Re: [syzbot] upstream test error: KASAN: invalid-access Read in __entry_tramp_text_end
From: Dmitry Vyukov
Date: Tue Sep 28 2021 - 06:19:49 EST
On Mon, 27 Sept 2021 at 19:18, Mark Rutland <mark.rutland@xxxxxxx> wrote:
> On Mon, Sep 27, 2021 at 06:01:22PM +0100, Mark Rutland wrote:
> > On Mon, Sep 27, 2021 at 04:27:30PM +0200, Dmitry Vyukov wrote:
> > > On Tue, 21 Sept 2021 at 18:51, Mark Rutland <mark.rutland@xxxxxxx> wrote:
> > > >
> > > > Hi Dmitry,
> > > >
> > > > The good news is that the bad unwind is a known issue, the bad news is
> > > > that we don't currently have a way to fix it (and I'm planning to talk
> > > > about this at the LPC "objtool on arm64" talk this Friday).
> > > >
> > > > More info below: the gist is we can produce spurious entries at an
> > > > exception boundary, but shouldn't miss a legitimate value, and there's a
> > > > plan to make it easier to spot when entries are not legitimate.
> > > >
> > > > On Fri, Sep 17, 2021 at 05:03:48PM +0200, Dmitry Vyukov wrote:
> > > > > > Call trace:
> > > > > > dump_backtrace+0x0/0x1ac arch/arm64/kernel/stacktrace.c:76
> > > > > > show_stack+0x18/0x24 arch/arm64/kernel/stacktrace.c:215
> > > > > > __dump_stack lib/dump_stack.c:88 [inline]

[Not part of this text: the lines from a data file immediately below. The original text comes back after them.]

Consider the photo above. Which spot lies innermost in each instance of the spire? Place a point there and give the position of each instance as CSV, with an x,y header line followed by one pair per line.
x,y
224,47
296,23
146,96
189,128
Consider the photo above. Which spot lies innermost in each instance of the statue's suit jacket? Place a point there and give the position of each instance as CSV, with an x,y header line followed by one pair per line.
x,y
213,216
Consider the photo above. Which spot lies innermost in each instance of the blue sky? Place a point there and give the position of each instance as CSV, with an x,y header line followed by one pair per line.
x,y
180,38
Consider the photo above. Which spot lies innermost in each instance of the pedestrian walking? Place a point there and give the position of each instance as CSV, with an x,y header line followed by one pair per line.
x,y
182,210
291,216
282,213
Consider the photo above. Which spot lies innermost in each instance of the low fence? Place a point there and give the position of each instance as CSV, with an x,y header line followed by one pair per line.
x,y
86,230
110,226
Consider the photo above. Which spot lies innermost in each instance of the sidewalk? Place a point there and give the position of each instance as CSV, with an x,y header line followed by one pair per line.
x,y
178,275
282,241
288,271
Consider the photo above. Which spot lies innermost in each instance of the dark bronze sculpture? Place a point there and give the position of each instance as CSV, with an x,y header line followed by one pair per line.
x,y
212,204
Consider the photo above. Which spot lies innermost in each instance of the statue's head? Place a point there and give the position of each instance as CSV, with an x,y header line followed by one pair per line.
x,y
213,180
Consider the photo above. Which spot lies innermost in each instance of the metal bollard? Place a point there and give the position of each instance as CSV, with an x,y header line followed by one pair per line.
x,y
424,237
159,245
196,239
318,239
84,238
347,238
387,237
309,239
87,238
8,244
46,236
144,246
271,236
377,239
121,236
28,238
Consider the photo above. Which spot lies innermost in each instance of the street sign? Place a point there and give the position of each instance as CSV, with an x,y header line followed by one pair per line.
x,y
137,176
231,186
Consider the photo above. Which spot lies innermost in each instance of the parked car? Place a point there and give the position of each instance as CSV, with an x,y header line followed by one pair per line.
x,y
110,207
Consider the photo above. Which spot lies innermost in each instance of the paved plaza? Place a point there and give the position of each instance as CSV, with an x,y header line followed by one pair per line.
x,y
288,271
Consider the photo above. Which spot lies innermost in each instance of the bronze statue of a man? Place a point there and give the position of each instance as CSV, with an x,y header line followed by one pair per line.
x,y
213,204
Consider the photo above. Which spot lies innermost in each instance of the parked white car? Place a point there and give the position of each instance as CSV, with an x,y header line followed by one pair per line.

> > > > > > dump_stack_lvl+0x68/0x84 lib/dump_stack.c:105
> > > > > > print_address_description+0x7c/0x2b4 mm/kasan/report.c:256
> > > > > > __kasan_report mm/kasan/report.c:442 [inline]
> > > > > > kasan_report+0x134/0x380 mm/kasan/report.c:459
> > > > > > __do_kernel_fault+0x128/0x1bc arch/arm64/mm/fault.c:317
> > > > > > do_bad_area arch/arm64/mm/fault.c:466 [inline]
> > > > > > do_tag_check_fault+0x74/0x90 arch/arm64/mm/fault.c:737
> > > > > > do_mem_abort+0x44/0xb4 arch/arm64/mm/fault.c:813
> > > > > > el1_abort+0x40/0x60 arch/arm64/kernel/entry-common.c:357
> > > > > > el1h_64_sync_handler+0xb0/0xd0 arch/arm64/kernel/entry-common.c:408
> > > > > > el1h_64_sync+0x78/0x7c arch/arm64/kernel/entry.S:567
> > > > > > __entry_tramp_text_end+0xdfc/0x3000
> > > > >
> > > > > /\/\/\/\/\/\/\
> > > > >
> > > > > This is broken unwind on arm64. d_lookup statically calls __d_lookup,
> > > > > not __entry_tramp_text_end (which is not even a function).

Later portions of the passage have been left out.